Une suspension motivée par l’achat, l’Europe et la souveraineté
L’Espagne avait inscrit 6,25 milliards d’euros au budget 2023 pour acquérir jusqu’à 50 F‑35 auprès de Lockheed Martin, d’après les informations révélées par Reuters. Mais le plan de défense de 2025 prévoit d’investir dix milliards cinq cent millions d’euros, soit atteindre une dépense de 2 % du PIB sans jamais monter à 5 %. Le gouvernement a décidé de consacrer 85 % des crédits à des programmes européens, rendant l’achat du F‑35 – avion jugé « 100 % américain » – incompatible, explique OPEXNews.

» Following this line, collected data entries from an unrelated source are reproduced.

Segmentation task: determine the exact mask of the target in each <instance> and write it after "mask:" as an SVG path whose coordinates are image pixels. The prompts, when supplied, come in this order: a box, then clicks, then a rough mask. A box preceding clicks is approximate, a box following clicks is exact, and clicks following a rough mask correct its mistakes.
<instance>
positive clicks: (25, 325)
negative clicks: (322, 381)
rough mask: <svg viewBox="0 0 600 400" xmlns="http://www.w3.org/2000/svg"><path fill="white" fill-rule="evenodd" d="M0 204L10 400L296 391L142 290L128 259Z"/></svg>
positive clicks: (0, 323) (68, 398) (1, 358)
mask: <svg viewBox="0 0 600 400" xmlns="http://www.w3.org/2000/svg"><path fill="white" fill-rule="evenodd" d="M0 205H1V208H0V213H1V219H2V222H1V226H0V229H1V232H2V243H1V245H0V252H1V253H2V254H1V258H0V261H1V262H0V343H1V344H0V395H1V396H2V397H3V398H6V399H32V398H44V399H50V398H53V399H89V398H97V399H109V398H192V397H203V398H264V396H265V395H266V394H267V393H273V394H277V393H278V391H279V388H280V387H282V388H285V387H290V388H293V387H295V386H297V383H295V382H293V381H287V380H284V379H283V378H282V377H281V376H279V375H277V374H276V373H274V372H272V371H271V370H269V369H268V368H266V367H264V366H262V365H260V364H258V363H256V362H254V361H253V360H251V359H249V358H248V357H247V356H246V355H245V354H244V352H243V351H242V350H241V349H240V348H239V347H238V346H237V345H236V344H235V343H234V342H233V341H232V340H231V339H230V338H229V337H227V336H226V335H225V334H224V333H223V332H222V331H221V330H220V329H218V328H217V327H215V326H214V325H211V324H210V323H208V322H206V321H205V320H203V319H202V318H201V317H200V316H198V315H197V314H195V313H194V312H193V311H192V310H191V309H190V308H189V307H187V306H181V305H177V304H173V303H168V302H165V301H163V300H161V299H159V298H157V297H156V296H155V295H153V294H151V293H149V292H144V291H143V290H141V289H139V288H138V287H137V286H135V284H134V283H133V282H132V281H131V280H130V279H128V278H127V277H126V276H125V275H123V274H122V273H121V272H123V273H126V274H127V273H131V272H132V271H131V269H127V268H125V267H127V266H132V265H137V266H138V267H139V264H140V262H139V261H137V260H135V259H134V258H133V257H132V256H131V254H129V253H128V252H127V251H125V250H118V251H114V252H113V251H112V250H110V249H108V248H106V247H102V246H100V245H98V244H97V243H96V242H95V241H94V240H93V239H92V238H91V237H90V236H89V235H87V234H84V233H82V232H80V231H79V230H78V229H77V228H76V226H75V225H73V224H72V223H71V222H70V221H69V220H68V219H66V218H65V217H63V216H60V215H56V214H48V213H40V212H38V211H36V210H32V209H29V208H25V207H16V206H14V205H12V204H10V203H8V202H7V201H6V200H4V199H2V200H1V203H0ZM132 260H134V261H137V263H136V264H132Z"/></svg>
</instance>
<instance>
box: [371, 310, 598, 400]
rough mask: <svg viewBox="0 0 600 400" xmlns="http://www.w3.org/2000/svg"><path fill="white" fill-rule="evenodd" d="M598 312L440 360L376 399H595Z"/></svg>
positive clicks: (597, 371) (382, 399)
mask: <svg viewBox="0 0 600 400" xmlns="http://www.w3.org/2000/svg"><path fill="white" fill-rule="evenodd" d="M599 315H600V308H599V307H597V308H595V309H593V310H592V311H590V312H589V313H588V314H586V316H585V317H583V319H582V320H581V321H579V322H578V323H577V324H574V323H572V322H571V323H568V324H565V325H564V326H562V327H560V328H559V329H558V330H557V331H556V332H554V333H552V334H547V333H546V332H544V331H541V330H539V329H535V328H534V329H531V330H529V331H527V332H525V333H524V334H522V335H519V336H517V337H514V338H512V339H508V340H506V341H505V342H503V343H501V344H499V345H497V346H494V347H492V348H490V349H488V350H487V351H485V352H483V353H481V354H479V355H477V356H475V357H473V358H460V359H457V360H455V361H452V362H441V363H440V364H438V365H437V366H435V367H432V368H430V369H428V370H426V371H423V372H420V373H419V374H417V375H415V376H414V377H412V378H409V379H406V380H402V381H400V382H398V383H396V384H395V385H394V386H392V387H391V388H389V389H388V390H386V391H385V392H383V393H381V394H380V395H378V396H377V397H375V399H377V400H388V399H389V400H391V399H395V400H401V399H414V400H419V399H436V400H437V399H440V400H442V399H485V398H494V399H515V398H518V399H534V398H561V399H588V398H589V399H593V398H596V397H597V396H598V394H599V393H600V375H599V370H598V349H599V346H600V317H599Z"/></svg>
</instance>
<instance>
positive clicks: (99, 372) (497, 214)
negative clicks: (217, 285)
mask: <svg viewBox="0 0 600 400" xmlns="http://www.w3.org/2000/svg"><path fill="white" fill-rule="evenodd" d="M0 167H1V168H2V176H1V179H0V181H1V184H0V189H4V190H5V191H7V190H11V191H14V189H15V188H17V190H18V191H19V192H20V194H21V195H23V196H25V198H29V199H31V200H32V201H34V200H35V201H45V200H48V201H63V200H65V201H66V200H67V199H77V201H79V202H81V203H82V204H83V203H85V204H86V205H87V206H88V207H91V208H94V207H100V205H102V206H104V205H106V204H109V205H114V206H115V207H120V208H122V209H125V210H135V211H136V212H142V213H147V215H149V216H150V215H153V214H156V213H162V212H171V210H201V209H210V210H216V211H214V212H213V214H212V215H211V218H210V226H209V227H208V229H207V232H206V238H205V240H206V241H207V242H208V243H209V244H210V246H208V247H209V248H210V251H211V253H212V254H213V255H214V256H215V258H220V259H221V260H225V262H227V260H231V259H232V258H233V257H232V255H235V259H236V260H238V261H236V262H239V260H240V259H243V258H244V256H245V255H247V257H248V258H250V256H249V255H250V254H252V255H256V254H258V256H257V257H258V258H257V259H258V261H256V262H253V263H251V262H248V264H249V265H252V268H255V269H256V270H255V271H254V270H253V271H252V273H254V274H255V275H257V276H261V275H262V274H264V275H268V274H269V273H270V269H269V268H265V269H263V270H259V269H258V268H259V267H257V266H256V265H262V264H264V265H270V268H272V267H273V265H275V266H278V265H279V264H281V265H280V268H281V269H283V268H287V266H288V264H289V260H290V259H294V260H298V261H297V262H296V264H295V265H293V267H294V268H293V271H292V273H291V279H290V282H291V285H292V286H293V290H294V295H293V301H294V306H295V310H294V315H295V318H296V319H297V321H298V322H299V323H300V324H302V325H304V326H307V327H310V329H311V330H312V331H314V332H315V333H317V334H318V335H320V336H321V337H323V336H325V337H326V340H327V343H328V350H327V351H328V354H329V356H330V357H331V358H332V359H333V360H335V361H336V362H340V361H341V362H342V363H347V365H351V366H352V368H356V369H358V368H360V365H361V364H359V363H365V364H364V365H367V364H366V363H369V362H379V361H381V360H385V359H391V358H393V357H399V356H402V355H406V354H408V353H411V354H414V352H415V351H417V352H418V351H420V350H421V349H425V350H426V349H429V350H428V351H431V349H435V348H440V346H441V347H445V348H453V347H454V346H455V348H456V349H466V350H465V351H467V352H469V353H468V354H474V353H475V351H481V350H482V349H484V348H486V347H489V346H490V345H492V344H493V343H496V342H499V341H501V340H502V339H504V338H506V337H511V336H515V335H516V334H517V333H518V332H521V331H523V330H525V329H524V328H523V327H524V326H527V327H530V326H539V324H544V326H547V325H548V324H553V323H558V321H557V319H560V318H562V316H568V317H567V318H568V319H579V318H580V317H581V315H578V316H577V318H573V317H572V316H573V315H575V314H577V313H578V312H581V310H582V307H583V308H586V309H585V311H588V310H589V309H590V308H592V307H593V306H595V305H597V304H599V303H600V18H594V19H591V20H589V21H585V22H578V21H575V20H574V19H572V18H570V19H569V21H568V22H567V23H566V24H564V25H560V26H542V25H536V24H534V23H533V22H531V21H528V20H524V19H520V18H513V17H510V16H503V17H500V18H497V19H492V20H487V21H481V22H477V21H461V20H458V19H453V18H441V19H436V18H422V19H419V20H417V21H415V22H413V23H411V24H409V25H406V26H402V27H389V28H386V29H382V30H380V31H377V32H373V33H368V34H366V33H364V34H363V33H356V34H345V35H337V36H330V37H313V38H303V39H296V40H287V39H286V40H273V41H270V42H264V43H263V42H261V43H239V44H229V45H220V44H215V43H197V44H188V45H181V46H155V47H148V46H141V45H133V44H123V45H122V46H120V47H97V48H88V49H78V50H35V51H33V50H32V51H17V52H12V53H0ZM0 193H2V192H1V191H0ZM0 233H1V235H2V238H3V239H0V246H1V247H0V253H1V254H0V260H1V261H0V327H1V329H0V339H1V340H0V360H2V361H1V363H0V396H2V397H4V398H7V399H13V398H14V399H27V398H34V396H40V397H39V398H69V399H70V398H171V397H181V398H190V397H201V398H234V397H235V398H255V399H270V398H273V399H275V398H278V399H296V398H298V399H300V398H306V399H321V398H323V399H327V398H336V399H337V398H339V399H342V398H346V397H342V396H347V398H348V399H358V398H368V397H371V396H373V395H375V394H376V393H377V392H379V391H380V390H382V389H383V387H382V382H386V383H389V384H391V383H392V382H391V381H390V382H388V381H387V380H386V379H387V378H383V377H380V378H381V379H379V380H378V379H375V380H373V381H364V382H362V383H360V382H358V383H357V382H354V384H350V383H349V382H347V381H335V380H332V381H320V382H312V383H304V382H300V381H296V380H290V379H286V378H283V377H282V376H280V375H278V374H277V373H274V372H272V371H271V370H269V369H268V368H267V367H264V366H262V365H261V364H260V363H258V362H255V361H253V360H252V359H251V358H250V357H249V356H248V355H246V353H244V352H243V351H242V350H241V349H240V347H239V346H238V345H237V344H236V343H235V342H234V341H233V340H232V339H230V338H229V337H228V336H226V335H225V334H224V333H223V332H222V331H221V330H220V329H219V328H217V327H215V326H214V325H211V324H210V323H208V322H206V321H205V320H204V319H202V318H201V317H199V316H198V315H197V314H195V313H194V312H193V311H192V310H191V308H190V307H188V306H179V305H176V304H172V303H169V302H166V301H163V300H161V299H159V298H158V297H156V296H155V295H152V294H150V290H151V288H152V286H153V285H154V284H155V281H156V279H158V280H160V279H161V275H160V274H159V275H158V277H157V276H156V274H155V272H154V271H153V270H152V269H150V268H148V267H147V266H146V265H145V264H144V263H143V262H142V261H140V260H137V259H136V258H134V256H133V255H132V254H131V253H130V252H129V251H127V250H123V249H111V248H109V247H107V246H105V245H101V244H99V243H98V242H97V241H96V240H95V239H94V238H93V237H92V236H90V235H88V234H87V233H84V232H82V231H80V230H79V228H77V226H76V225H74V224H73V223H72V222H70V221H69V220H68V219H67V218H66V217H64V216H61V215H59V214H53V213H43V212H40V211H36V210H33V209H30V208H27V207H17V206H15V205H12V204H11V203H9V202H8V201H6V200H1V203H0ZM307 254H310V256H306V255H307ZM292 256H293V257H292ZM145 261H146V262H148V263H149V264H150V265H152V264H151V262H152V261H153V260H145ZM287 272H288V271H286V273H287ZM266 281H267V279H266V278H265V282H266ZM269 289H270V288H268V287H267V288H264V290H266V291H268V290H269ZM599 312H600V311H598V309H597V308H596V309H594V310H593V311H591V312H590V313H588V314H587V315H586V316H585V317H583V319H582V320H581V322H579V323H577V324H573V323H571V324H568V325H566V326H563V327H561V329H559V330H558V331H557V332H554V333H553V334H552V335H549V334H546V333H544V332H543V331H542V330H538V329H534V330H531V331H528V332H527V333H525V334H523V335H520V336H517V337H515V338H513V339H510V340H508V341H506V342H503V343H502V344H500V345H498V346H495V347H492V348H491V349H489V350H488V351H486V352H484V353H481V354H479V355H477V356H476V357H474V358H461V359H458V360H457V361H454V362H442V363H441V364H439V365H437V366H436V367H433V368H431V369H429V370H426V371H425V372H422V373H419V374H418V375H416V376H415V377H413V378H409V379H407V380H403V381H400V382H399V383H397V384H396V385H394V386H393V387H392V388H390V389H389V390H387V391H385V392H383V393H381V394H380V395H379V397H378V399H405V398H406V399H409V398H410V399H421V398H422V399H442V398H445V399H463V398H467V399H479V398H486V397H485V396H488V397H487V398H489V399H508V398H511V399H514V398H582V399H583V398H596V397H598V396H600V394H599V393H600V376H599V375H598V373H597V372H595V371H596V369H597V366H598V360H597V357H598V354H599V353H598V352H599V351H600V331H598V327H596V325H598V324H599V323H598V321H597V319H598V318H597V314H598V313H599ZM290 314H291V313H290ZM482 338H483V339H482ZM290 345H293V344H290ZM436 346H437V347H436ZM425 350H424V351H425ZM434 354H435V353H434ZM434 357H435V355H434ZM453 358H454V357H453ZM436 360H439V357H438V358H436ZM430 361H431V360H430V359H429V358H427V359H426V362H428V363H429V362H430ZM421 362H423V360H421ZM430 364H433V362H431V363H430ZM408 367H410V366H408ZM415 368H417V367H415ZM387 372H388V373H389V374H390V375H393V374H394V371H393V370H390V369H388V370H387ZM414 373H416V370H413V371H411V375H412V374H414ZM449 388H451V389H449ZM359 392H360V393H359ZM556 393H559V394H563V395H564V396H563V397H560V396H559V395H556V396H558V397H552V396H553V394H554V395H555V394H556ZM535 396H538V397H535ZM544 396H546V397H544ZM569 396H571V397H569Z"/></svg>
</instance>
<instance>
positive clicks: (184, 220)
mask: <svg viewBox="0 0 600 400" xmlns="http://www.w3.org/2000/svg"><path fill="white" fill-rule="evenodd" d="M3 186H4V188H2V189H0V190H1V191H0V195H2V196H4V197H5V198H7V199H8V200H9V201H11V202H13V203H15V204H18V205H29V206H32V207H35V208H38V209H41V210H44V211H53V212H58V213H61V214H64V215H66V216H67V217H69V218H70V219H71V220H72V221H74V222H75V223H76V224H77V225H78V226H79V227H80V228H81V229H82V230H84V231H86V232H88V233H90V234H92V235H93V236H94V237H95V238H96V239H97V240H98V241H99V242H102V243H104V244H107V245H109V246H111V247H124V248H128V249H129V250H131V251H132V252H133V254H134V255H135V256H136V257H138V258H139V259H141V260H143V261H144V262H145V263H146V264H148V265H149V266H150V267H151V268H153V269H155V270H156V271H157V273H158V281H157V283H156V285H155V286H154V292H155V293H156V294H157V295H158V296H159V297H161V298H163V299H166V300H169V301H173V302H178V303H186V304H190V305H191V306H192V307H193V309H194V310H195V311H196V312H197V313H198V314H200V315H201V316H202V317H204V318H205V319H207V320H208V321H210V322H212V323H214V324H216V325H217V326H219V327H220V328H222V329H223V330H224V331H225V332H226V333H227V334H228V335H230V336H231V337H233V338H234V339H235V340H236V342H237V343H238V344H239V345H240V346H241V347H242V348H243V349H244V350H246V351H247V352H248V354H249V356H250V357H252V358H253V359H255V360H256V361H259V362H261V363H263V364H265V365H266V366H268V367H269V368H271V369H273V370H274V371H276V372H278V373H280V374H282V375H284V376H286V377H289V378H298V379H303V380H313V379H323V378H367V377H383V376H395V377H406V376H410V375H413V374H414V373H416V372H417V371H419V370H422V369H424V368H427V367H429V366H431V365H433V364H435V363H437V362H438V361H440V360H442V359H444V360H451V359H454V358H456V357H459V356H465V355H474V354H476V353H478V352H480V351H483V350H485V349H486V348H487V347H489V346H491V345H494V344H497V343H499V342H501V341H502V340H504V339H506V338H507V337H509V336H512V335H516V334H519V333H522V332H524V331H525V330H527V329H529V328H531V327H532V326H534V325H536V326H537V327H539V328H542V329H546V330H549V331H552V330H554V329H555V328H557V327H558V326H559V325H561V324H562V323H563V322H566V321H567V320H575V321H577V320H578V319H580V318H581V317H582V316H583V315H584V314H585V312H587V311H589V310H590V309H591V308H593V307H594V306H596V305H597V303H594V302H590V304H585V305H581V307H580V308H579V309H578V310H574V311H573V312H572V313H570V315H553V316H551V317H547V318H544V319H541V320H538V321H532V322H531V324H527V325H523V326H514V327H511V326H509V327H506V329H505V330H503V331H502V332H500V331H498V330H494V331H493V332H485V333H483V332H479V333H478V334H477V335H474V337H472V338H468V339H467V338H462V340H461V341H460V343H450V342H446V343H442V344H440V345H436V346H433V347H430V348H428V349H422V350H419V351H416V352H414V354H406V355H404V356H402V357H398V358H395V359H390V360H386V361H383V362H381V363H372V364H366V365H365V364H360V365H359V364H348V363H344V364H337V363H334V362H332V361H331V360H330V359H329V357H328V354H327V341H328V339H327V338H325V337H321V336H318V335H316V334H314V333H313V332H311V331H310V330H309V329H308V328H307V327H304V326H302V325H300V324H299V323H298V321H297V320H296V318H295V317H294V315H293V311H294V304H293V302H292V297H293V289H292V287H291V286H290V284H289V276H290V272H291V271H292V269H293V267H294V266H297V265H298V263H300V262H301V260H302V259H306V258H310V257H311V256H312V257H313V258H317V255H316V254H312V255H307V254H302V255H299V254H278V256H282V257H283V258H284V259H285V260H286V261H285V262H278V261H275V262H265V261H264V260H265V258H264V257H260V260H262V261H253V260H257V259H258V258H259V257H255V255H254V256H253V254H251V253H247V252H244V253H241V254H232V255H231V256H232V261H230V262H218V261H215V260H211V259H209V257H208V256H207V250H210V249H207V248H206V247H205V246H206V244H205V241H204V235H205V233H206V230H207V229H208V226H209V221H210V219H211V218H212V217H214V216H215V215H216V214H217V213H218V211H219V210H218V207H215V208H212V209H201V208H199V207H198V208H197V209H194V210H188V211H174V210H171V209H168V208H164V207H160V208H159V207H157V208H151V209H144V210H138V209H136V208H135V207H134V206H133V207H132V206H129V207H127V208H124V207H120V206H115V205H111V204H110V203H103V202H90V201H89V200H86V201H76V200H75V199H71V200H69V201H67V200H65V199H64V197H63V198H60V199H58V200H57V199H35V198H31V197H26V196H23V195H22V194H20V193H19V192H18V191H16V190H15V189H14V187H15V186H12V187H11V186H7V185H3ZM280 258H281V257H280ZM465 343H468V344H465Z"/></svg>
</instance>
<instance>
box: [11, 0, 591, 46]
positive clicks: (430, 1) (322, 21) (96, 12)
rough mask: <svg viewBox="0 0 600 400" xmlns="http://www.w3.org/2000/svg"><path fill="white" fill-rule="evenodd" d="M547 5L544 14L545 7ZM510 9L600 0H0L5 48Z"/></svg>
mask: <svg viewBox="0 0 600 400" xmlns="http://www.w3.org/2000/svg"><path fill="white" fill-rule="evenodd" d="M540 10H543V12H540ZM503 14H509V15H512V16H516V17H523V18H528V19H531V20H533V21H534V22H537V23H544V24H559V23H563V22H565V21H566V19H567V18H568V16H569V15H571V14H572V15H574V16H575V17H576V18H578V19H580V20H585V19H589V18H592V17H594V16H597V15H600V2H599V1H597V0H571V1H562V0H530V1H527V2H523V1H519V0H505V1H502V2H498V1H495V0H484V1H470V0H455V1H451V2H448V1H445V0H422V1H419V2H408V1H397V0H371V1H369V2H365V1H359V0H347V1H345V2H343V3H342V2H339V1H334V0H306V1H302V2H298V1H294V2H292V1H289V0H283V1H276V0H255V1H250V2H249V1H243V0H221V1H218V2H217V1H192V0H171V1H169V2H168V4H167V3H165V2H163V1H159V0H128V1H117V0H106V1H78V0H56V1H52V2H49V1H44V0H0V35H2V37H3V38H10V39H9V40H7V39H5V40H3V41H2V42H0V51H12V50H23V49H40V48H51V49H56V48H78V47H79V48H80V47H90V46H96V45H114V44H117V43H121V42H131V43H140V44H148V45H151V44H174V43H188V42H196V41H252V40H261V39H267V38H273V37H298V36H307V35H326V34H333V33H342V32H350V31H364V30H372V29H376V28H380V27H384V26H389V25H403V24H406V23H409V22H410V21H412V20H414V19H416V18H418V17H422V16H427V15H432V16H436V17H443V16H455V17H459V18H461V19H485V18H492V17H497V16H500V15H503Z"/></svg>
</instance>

L’impact sur la Marine et l’Armée de l’air
La suspension de l’achat du F‑35 implique que la Marine perd son successeur des Harrier AV‑8B. Le porte‑aéronefs Juan Carlos I devra se limiter aux hélicoptères tant qu’un nouveau bâtiment adapté à des jets comme le Rafale ne sera pas construit.
Dans l’Armée de l’air, le F‑35A était prévu comme solution transitoire jusqu’à l’arrivée du SCAF (Système de Combat Aérien du Futur) en 2040–2045. Ce programme est désormais abandonné au profit de programmes européens Halcón I et II, incluant déjà 45 Eurofighter pour 6,6 milliards d’euros, avec un total ciblé à 115 avions d’ici 2035. Une lettre au secrétaire général de l’OTAN a demandé l’exemption de l’Espagne de cet objectif, arguant que 2,1 % suffisent à remplir les engagements de Madrid, révèle Reuters.
Alternative européenne : vers l’achat d’avions Rafale, Eurofighter ou Gripen
Madrid explore désormais l’option du Rafale F5 de Dassault, adapté au Juan Carlos I, compatible avec l’OTAN, et garantissant moins de dépendance technologique américaine. Le FCAS recevra un investissement espagnol de 2,5 milliards d’euros d’ici 2029, sous la houlette d’Indra.
Sans conclusion généralisante, l’arrêt de l’achat du F‑35 traduit un choix stratégique affirmé : prioriser le développement et l’équilibre budgétaire fondé sur une industrie européenne souveraine, tout en évitant une dépendance excessive aux États‑Unis. Pour la Marine espagnole, la perte temporaire de capacité d’aviation embarquée reste un défi opérationnel réel. L’Espagne investit désormais dans des plateformes européennes éprouvées ou en développement, tout en respectant ses engagements à 2 % du PIB auprès de l’OTAN.









ENFIN, une bonne décission pour le futur d’une armée européenne cohérente.